Any sensible suggestions welcome.

Posts

  • Dave HumbyDave Humby Posts: 1,117
    We are waiting to have work done on our two huge Beech trees however our tree surgeon has suspended his activities for now. However there have been other tree surgeons still working in our area so how about contacting a tree surgeon local to yourself and see if they will come round and mulch it up and take it away. For a fee of course. It they're finding work light at the moment it might be something they are interested in.
  • PalustrisPalustris Posts: 3,837
    edited April 2020
    The new fence is going to cost in the region of £2000 so we are not in a position to spend more on it at present.
    Thanks for the thought.
    One nice thing though. A hedgehog has moved into the pile.
  • Dave HumbyDave Humby Posts: 1,117
    Are you having the fence installed by contractors or DIY? If using contractors then they might have options to get rid of the waste for you? Most have these facilities as they are often taking away old fencing when installing new. Just a thought but as you say, whatever you do, what out for the hogs and other critters!
  • nick615nick615 SW IrelandPosts: 998

    Recognising your views on additional cost, I can't help feeling you're going to have to face up to that possibility?  The only free disposal method is burning if it doesn't upset local by-laws or the neighbours.  If your fencing contractor has included removing the stumps in his price, that's covered, but, whatever the answer to that, can you get a tractor or similar machine to where the stumps are?  I think another 4-5ft of trunk left on them would have afforded the remover greater leverage.

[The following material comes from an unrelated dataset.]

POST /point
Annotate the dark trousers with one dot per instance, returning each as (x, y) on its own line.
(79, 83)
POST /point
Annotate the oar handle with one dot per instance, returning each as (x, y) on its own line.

    If you can continue to shred as much as possible and spread it around, then stack all the larger pieces in a corner of the plot to rot, barring stump/root removal I suggest that's as good as it's going to get?  The man with the beech has valuable firewood to dispose of, but no-one wants Leylandii, I'm afraid.

  • PalustrisPalustris Posts: 3,837
    The extra cost for the fencing people to lift and remove the stumps is eye watering.  Oddly after I posted asking for ideas we went past a Farm house on an extended exercise walk yesterday. They have used logs as a fence along their drive. Looked very good and had plenty of spaces for insects etc. We may do that along our boundary hedge. The stumps I am considering using to make a raised bed at the top of the garden. Could be fun.
    We had no trouble using that  length of trunk to lever the stumps out. No way of getting any mechanical help up to that end of the garden so it was all down to me and her and the chainsaw.
  • SmudgeriiSmudgerii Posts: 185
    Could you hire a stump grinder?  Cut the stumps to ground level and then grind out.

    shed the ‘brush’ and any branches small enough, then use the rest as you have described.
  • FireFire LondonPosts: 14,174
    Palustris said:
    The extra cost for the fencing people to lift and remove the stumps is eye watering.  Oddly after I posted asking for ideas we went past a Farm house on an extended exercise walk yesterday. They have used logs as a fence along their drive. Looked very good and had plenty of spaces for insects etc. We may do that along our boundary hedge.

    A deadwood hedge would be excellent for wildlife - even if only used for a year.